Orexin-A (also called hypocretin-1) is a 33-amino-acid brain peptide made by a small cluster of neurons in the lateral hypothalamus. It is the body's main "stay awake" signal: when these neurons are destroyed by an autoimmune process, the result is narcolepsy type 1, the disorder defined by sudden uncontrollable sleepiness and cataplexy.
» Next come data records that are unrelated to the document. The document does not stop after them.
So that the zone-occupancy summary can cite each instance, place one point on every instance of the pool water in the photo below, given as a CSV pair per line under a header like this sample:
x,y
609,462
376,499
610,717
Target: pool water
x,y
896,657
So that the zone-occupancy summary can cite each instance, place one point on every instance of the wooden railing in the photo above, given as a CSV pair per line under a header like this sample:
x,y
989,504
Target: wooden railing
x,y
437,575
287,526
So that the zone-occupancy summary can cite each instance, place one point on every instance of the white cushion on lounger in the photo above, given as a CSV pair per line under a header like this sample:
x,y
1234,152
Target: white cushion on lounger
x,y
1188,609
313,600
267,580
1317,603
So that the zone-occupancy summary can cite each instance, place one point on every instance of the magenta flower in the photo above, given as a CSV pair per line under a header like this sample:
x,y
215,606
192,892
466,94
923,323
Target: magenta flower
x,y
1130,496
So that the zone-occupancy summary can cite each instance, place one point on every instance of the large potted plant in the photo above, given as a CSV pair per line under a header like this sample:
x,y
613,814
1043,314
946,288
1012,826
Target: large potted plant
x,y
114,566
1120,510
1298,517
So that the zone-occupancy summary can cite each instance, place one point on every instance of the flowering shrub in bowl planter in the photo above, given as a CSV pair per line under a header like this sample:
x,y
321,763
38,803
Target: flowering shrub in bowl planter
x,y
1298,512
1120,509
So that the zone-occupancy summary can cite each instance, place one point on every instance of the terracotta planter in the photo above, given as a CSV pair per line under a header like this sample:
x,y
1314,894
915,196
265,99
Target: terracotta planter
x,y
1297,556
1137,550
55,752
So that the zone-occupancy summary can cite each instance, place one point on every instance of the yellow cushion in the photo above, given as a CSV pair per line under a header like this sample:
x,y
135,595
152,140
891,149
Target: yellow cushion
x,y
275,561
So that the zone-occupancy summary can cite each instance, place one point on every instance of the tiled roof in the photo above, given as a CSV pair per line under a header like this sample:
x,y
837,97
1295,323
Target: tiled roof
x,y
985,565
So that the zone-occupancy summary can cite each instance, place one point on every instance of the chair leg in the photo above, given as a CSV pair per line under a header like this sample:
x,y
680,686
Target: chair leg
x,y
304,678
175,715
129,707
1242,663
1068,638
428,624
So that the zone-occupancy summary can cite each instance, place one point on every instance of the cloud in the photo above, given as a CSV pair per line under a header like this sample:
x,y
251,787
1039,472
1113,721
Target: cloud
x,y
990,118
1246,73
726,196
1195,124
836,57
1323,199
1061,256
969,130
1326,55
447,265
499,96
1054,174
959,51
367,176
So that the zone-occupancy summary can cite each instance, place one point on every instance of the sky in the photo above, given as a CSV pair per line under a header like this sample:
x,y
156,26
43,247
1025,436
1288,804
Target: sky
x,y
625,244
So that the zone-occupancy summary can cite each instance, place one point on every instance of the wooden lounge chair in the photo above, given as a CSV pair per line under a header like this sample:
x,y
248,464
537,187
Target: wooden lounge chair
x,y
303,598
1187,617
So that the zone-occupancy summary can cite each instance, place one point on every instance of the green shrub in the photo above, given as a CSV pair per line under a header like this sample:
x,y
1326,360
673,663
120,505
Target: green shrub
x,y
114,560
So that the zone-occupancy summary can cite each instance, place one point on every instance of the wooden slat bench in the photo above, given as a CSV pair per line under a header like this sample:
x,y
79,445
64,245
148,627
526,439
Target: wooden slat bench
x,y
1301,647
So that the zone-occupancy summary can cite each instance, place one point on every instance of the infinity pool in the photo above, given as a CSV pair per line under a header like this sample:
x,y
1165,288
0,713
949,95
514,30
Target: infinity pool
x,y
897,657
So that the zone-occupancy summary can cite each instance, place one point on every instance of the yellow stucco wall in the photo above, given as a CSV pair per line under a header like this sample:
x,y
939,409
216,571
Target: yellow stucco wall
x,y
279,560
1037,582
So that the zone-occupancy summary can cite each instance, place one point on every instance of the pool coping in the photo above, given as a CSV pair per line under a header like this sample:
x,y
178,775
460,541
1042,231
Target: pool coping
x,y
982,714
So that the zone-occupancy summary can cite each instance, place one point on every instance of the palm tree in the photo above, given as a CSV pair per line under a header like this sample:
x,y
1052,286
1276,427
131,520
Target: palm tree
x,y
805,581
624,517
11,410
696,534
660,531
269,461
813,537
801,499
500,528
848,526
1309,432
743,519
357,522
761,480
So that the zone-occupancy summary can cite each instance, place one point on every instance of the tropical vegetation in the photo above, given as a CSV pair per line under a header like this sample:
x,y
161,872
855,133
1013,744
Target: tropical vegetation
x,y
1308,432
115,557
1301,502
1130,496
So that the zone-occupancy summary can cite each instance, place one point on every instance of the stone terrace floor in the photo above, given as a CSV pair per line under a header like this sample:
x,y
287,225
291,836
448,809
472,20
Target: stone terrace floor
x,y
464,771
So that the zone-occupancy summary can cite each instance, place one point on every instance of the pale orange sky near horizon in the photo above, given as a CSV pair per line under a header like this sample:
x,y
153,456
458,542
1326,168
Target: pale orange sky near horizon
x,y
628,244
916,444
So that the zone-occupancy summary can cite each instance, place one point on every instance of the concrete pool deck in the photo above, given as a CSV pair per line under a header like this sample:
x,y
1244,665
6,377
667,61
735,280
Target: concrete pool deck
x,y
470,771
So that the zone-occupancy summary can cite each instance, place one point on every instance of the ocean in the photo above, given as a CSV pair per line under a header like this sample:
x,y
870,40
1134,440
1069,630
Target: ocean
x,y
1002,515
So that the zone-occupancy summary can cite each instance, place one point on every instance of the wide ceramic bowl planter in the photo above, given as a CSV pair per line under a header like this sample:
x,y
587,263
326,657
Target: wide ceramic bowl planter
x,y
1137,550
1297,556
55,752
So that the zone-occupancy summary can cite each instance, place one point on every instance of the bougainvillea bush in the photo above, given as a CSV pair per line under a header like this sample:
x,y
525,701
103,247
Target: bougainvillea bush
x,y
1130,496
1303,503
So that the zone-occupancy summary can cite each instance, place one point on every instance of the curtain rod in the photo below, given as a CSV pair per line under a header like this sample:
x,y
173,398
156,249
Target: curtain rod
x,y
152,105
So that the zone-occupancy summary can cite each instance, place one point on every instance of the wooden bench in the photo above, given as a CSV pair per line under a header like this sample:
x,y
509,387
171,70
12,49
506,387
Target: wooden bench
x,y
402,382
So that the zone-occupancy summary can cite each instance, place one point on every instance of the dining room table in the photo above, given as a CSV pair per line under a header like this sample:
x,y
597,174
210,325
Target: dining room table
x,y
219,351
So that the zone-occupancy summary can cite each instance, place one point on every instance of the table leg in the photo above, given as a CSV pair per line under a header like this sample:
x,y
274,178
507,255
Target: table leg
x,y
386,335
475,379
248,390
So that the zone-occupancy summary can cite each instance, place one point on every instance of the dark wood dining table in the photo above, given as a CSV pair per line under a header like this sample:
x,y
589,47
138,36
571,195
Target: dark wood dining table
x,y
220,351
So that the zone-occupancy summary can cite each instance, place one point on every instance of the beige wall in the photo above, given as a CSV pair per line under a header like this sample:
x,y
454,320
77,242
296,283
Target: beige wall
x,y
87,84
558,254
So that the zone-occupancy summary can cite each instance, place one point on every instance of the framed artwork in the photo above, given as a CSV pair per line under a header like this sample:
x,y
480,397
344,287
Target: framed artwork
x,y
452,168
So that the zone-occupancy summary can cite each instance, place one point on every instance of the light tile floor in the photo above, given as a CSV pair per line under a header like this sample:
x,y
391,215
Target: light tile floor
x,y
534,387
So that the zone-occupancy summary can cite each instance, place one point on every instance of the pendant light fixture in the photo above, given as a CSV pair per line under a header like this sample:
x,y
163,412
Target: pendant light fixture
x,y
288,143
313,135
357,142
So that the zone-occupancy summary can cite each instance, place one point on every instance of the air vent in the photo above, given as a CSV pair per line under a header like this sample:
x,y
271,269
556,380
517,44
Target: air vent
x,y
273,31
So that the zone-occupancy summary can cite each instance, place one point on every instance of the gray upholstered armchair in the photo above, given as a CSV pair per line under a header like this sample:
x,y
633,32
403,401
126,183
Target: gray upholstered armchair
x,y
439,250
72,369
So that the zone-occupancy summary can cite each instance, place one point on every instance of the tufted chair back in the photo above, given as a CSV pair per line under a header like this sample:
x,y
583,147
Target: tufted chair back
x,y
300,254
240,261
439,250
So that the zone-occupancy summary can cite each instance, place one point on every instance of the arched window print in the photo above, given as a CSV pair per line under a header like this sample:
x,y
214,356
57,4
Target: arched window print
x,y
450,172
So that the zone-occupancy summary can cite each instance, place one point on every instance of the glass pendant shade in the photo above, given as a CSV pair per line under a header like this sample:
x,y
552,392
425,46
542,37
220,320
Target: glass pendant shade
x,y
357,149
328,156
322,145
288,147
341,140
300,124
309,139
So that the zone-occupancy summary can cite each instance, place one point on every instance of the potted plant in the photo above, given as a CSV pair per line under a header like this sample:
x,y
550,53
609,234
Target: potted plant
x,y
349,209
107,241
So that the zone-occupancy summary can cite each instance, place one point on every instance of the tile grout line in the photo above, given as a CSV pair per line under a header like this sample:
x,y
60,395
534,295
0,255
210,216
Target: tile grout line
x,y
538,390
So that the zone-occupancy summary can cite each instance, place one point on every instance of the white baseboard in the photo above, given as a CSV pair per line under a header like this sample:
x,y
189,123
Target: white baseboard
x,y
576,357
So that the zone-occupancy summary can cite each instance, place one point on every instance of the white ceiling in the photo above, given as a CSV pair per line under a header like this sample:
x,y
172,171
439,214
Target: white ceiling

The peptide carries two intramolecular disulfide bonds that hold it in the shape required to engage its two receptors (OX1R and OX2R); those bonds are essential for activity and are not represented in the raw 33-letter sequence shown on this card.

Interest in orexin-A as a drug has centered on replacing the lost signal in narcolepsy type 1. Because the peptide does not cross the blood-brain barrier well, the small human studies that have been done used intranasal delivery, which reaches the brain via the olfactory and trigeminal pathways. The broader clinical field has now shifted toward oral small-molecule OX2R-selective agonists, which have shown strong Phase 2 results in narcolepsy type 1 (Dauvilliers et al., NEJM 2025).

History

Orexin-A was discovered twice in the same few weeks of early 1998 by two independent groups working on different questions. At The Scripps Research Institute, de Lecea, Sutcliffe and colleagues used a subtractive-hybridization screen for hypothalamus-specific transcripts and named the resulting peptides "hypocretins" — for their hypothalamic origin and their distant structural relationship to the gut hormone secretin (de Lecea et al., PNAS 1998). At UT Southwestern, Sakurai, Yanagisawa and colleagues identified the same molecules as the natural ligands of two orphan G-protein-coupled receptors and named them "orexins" — from the Greek for appetite — after observing that intracerebroventricular injection stimulated feeding in rats (Sakurai et al., Cell 1998). Both names are still in routine use today.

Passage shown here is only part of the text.